Enabling continuity and innovation with software applications

Loring Hummel

Editor’s note: Duck of the Week is a section in Around the O Workplace that highlights UO employees and their work. Each story features an interview with one employee, in his or her own words, with light editing for clarity and length only.

Loring Hummel
Associate Director of Application Services, Information Services

How long have you worked at the UO?

I have been here for about six and a half years.

Tell us about your work:

As associate director of application services, I lead projects responsible for implementing and maintaining systems that impact students, faculty and staff. I supervise teams of software developers and designers, and currently lead the team that operates our learning management systems. That includes Canvas now since it transitioned from being managed by UO Libraries to Information Services.

We also build software systems for teaching and research faculty. Our approach is very user-centered because we want to make sure that user experiences guide our technology choices and not the other way around. Over the past few years, we’ve transformed our work around that aim by adding user experience (UX) designers to our team and refining our user engagement techniques to make sure that what we do is guided by how our systems are being used.

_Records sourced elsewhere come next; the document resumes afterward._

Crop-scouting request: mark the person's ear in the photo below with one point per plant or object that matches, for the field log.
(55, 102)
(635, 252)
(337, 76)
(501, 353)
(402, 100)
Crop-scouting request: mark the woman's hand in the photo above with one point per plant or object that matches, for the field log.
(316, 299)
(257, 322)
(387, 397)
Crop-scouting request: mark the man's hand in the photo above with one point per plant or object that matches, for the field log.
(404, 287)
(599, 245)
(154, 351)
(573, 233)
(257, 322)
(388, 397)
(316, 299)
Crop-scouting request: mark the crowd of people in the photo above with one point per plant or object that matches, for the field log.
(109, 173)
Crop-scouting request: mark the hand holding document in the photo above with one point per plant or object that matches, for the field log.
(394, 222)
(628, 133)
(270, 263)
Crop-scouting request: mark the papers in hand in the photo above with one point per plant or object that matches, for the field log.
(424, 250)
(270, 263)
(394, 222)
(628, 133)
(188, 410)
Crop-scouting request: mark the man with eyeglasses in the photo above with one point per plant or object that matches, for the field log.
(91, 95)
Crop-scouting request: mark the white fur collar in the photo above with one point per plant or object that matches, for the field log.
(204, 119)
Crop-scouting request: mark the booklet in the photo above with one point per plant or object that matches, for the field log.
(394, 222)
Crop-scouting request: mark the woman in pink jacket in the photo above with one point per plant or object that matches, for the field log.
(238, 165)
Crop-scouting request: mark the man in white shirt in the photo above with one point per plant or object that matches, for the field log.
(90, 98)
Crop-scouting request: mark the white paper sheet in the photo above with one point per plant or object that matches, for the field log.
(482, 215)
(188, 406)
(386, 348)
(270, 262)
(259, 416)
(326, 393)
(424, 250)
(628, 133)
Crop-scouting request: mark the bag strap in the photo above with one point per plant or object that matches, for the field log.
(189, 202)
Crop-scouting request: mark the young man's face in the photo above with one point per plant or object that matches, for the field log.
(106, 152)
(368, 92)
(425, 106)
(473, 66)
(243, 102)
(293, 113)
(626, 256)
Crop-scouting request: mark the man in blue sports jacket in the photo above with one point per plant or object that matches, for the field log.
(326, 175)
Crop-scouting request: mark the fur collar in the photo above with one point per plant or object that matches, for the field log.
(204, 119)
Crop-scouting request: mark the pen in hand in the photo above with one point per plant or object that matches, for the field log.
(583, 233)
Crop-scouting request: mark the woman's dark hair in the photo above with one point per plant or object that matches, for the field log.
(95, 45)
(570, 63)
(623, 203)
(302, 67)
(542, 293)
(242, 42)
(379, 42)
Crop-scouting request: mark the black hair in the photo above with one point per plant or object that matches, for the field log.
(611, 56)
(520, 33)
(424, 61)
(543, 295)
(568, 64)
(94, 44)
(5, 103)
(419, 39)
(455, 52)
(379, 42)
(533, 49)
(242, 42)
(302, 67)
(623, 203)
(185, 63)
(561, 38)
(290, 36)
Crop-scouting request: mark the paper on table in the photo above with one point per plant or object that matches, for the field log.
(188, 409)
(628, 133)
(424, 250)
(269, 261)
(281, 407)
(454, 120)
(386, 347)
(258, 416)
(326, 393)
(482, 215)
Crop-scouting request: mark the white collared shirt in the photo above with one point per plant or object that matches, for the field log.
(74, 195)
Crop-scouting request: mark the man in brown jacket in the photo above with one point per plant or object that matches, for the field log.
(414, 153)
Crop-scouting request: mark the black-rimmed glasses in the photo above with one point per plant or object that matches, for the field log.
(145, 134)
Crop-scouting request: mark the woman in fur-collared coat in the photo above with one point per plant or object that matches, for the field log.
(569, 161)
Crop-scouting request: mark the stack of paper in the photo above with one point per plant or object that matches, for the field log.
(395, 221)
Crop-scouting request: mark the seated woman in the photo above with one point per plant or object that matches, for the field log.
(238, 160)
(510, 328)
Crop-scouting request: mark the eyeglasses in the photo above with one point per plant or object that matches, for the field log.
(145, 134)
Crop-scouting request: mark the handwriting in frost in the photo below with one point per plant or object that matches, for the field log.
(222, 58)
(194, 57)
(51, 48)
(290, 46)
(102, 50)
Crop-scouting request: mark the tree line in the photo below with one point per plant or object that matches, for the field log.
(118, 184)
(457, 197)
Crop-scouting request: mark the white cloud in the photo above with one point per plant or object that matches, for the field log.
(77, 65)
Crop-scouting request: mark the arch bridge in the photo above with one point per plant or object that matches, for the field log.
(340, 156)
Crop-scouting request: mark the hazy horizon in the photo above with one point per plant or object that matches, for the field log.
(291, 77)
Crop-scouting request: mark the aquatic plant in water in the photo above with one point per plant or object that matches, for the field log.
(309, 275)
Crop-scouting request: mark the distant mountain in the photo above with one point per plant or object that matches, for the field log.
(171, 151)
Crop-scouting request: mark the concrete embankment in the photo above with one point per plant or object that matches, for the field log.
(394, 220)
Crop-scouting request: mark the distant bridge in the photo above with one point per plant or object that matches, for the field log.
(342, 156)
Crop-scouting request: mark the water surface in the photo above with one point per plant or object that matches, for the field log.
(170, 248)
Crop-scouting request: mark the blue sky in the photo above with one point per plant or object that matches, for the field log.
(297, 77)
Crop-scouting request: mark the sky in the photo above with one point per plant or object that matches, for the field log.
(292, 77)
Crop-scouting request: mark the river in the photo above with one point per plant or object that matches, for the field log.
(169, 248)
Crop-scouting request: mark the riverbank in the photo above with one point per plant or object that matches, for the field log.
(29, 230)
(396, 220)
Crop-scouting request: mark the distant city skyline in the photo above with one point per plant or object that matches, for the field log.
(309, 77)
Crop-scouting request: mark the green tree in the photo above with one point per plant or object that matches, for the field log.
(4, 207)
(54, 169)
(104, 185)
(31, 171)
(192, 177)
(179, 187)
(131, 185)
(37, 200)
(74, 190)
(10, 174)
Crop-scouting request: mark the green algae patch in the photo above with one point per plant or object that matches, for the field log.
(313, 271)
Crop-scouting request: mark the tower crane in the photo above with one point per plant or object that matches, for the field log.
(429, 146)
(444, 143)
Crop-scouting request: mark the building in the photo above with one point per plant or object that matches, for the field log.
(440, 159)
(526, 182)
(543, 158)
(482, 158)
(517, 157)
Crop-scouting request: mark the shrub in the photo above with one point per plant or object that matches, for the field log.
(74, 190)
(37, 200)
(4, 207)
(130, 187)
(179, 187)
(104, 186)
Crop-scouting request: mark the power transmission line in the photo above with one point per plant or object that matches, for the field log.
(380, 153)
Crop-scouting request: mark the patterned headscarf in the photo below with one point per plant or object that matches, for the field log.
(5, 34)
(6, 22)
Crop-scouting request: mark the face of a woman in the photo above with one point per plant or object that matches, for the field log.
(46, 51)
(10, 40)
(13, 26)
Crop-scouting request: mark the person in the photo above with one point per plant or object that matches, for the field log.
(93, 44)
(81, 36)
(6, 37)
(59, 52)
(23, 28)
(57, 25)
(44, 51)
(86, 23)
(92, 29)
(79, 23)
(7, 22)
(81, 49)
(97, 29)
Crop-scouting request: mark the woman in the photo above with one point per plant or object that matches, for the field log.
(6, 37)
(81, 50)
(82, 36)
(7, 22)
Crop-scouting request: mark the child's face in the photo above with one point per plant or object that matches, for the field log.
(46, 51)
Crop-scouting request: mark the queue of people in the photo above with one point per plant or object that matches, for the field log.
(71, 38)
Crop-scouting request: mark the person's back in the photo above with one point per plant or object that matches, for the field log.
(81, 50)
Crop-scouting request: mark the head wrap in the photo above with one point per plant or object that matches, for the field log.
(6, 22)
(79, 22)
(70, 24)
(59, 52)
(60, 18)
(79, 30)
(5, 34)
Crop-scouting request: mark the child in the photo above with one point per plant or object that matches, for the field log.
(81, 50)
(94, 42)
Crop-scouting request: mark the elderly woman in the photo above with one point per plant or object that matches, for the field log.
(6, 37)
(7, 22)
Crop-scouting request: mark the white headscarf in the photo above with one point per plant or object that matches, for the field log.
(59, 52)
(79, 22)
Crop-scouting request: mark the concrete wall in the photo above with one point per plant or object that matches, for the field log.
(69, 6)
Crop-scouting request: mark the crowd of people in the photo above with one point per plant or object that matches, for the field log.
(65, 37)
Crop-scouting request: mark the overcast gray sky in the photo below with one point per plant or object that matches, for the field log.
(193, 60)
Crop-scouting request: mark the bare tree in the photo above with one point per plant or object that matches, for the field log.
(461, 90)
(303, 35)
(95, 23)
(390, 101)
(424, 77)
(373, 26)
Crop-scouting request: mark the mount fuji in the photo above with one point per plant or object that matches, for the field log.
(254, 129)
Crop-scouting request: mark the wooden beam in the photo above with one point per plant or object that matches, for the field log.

What does your typical day look like?

I don’t have a typical day, and there isn’t a dull moment. The scope of application services ranges from medium-sized software development projects to enterprise-scale applications like Canvas and Slate. Our applications form an “information ecosystem” that often shares data and processes across systems. It’s complex, and as associate director, I am involved in most aspects of the ecosystem. 

COVID-19 has contributed to a dramatic rise in demand for e-learning services. Our three and a half positions on the Canvas support team went from methodically improving a transitioning service to managing the core system of our instructional continuity. The pandemic accelerated initiatives already in the works, such as adopting Zoom for remote instruction in Canvas courses and expanding access to Canvas data for analytics. The sudden need to deploy Canvas for critical events like IntroDUCKtion and school-specific new student orientations prompted our team to create community.uoregon.edu in record time. 

All of this leads to relatively interesting days.  I am proud of my team for the relatively consistent operations since the beginning of the pandemic, and look forward to the slight change of pace in the near future!

What do you like about working at the UO?

I like working in a dynamic and continually improving organization. The ideas and requests we receive reflect the broad creativity and innovation of the university community, and I enjoy working with diverse groups and individuals from all over campus. We see the result of our services reflected in the use of technology to enhance instruction, research, and campus services. Being able to make a broad positive impact is immensely satisfying. I also like and miss the energy of campus. I can’t wait to return!

What keeps you motivated?

I’m motivated by the deep sense of purpose I experience in every corner of the university, and by witnessing the effect that our work has on students, faculty and staff. We have the privilege of building websites and tools for faculty across the university, which often means getting to learn about fascinating areas of research or innovative modes of instruction.

One project I found especially motivating was an endeavor with the Cinema Studies department on a grant-funded project to build an interactive visual timeline of Oregon’s movie theaters, many of which are no longer standing. Students contribute content to the Oregon Theater Project as coursework. The project was a technical challenge for our group and being able contribute to such an innovative instructional tool was very rewarding.

What is something people may not know about you?

A couple years ago, I discovered trail running and it kind of became an obsession. I competed in a few races and found a new connection with Oregon nature, that I never had even growing up here. I put it on hold during the pandemic and am looking forward to getting back out there this season.

Loring Hummel is a part of Information Services.